You ad will need to closely reflect what other search results look like. Examine how the results are formatted and how descriptions are worded. Your ad should take this information into account and also reflect what sets your organization apart.
Your landing page will also contain what users want to see. It should provide high quality information that reflects what visitors would see on any of your competitor’s sites .
Monitor your success with PPC closely. Since you have to invest more monetarily, you will want to make sure you derive maximum value. Look at your click through rate as well as the number of conversions and revenue you secure with each lead. This will allow you to calculate the value of your efforts with PPC, setting you up for the optimum conversion rate.
Focus on your social media presence
Social media can also provide organizations with a powerful means of getting out from under the umbrella of larger companies. The modern consumer spends a lot of time on social media–an estimated 77% of Americans have at least one profile, and Nielsen reports that Americans over the age of 18 spend an average of 45 minutes on social media every day. This makes social a great way for people to interact with potential customers.

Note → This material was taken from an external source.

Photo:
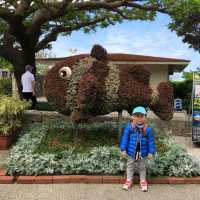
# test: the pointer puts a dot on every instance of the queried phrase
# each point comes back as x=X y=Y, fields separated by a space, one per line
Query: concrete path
x=97 y=192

When it comes to building a strong profile, you do not have to worry about outranking your competitors. The most important aspect will be creating a profile that engages users in your target demographic. Interacting with people, encouraging them to post on your page– which means that their engagement with your profile shows up in the feeds of all their connections, and otherwise using social media as a means of building a personal connection with users all create an excellent opportunity to stand out from the others in your industry. Customers greatly appreciate this personal connection with brands they consider doing business with who can achieve predictive business outcomes.
Given the immense size of some brands that dominate the SERPs, creating a more personal, intimate connection with followers might not be as feasible. This makes it a fantastic place for smaller organizations to shine. Consider how you can take advantage of your smaller size to bring a more individual touch to your social followers.
Fighting for space on the SERPs is something that brands of all sizes must do. Sometimes, however, it can feel like a David vs. Goliath fight, and the smaller companies know that keyword research alone will not be enough for them to overtake the large, reputable, and well-cited content that dominates the top slots for their industry keywords. Understanding how to build a successful marketing strategy despite this obstacle, however, can help brands of all size see success in content marketing.